In Japan you can already buy school blazers embedded with GPS tracking technology. This means that, as a parent, you can elect to receive an email or SMS alert when your child arrives safely at school each morning (or at least when the blazer does). This idea is no doubt linked to the rise in paranoid parenting and so-called 'stranger danger', but there will be other services linked to similar products in the future. For example, kitchen appliances will monitor their own performance, and order spare parts and service calls all by themselves -- much in the same way that the McLaren F1 supercar already alerts the factory when something goes wrong, thanks to onboard monitoring and GPS tracking.

Equally, ordinary clothes will be able to monitor their condition, arrange for dry-cleaning pick-ups, or alert their owner to new design upgrades. But what are some of the likely attitudinal and behavioral implications of these developments?

At the East Sutton Park Young Offenders Institution and Open Prison in Kent (UK), offenders with low self-esteem are encouraged to do gardening. Even something as simple as raking up fallen leaves has been shown to have an instant effect, delivering instant satisfaction. As twenty-year-old Leah says, 'If I'm angry I dig.' Gardening will enjoy a huge surge of popularity in the years ahead because it will be an antidote to the future. It will deliver the solitude and peace and quiet that will be so lacking in people's lives. It will be a way of dealing with too much technology. Washing dishes by hand and baking your own bread will similarly become popular for much the same reasons. They will provide physical results, and people will feel that they've achieved something by themselves.
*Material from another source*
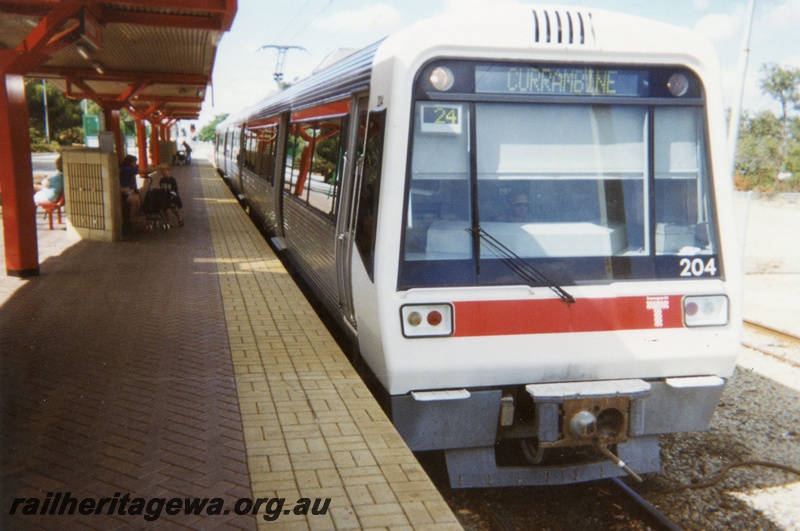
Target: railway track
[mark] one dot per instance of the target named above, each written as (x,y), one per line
(787,339)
One of the consequences of ubiquitous technology is that some of us will unplug some or, in extreme cases, all of our lives. In theory, new technologies will make our lives easier. Things will move faster saving us time and money. Things will also be more reliable. Technology will make things that were previously difficult or impossible easier and more affordable. But history suggests that the opposite is much more likely to happen.

Do you remember the predictions of the paperless office and the leisure society? Between 1999 and 2002 global use of paper increased by 22 percent and we now seem to have less spare time than ever. We are also sleeping less than we used to -- down from nine hours\ per day in 1900 to 6.9 hours today, and everything from computers to home-loan decisions are getting faster. Indeed, the benefits of the computer age can be seen everywhere except in the productivity statistics, because we are inventing new ways of making ourselves busy.